Le esperienze di attaccamento insicuro avute nell’infanzia con le figure significative incidono sulla possibilità di stabilire un legame di coppia sereno. In questo senso, a partire dalle esperienze relazionali infantili, si definiscono in età adulta strategie di regolazione delle emozioni che l’individuo ripropone nella relazione di coppia. Individui che hanno fatto esperienza di figure di attaccamento responsive e disponibili riproporranno nella coppia strategie di regolazione delle emozioni efficaci che gli consentiranno di sperimentarsi in una relazione appagante e serena. Al contrario individui che hanno fatto esperienza di figure significative non disponibili e responsive riproporranno nella relazione strategie di regolazione delle emozioni inefficaci e interferenti con il benessere della coppia. Si definiscono pertanto in età adulta degli stili di attaccamento insicuro. Si può definire un attaccamento evitante in cui si utilizza come strategia di regolazione delle emozione la tendenza al ritiro e a fare affidamento principalmente su di sè per affrontare i problemi con al conseguenza di uno scarso coinvolgimento emotivo nella coppia. Mentre si distingue un attaccamento ansioso quando l’individuo tende a regolare le emozioni esprimendo le proprie paure e il proprio disagio amplificandolo, mostrandosi estremamente fragile (Shaver, Mikulincer, 2002). Entrambi questi stili di attaccamento insicuro minano il benessere della coppia andando a precludere la possibilità di una relazione intima e appagante in cui le quattro funzioni fondamentali dell’attaccamento possono essere portate a compimento.

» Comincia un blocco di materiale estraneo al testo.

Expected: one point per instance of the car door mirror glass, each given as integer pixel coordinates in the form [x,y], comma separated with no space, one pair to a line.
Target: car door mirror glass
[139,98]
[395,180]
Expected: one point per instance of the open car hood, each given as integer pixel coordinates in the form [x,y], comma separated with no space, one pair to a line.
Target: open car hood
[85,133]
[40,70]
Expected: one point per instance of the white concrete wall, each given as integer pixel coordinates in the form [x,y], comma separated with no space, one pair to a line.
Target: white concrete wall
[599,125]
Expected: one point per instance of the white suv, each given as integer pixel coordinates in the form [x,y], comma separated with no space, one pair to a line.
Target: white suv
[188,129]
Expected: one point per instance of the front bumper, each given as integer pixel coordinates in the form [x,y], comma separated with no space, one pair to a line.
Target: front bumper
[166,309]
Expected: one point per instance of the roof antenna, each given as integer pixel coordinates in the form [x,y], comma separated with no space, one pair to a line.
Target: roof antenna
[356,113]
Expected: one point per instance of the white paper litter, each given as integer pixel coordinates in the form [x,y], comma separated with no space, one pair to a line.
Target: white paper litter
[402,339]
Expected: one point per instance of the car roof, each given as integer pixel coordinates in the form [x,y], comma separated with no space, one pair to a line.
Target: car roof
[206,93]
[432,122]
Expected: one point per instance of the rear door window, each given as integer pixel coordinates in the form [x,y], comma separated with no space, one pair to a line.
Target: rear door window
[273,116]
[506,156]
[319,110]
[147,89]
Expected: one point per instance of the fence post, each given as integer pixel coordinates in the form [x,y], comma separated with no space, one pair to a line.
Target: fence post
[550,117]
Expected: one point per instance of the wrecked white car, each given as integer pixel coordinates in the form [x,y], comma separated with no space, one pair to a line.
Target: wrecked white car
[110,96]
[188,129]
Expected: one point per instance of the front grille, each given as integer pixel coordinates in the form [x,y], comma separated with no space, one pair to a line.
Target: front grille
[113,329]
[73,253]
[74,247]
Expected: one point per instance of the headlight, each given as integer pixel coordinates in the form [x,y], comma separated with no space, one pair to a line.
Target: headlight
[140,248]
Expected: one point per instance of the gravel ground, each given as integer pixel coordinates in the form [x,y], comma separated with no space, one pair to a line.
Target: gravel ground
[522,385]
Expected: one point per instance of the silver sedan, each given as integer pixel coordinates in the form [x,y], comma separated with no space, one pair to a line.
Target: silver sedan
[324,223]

Com’è possibile affrontare le difficoltà affettive? Spesso l’individuo si può trovare ad affrontare difficoltà relazionali che generano sofferenza e disagio. La possibilità di rivolgersi ad un esperto per potersi confrontare sulle difficoltà presenti è un’occasione per poter ridefinire la propria problematica e poter superare il proprio disagio. Tra le possibili soluzioni è indicata la psicoterapia con un professionista esperto e adeguatamente formato per poter rispondere alle esigenze dell’individuo. La psicoterapia di coppia consente di favorire il benessere della relazione focalizzando sulle aree di disagio relazionale. Tuttavia non sempre entrambi i partner sono motivati ad affrontare questo tipo di percorso. In tal caso è indicata la psicoterapia individuale, essa anche promotrice di benessere per il soggetto non trascurando come a partire dal lavoro sul singolo si possa definire un “effetto domino” che contribuisca a favorire il benessere della coppia.

Bibliografia testi  e articoli consultati:

Bowlby, J. (1969). Attachment and Loss, vol. 1: Attachment, New York: Basic Books (trad. it. Attaccamento e perdita, vol. 1: L’attaccamento alla madre. Torino: Bollati Borighieri, 1982)

Bowlby, J. (1973). Attachment and Loss, vol. 2: Separation: Anxiety and Anger, New York: Basic Books (trad. it. Attaccamento e perdita, vol. 2: La separazione dalla madre. Torino: Bollati Borighieri, 1982).

Castellano R., Velotti P., Zavattini G.C.(2010). Cosa ci fa restare insieme?Attaccamento ed esiti della relazione di coppia. Bologna: Il Mulino.

Shaver, P.R., Mikulincer, M. (2002). Attachment-Related Psychodynamics in Attachment and Human Development. Special Issue: The Psychodynamics of Adult Attachment-Bridging the Gap between Disperate Research Traditions, 4, pp. 133-161.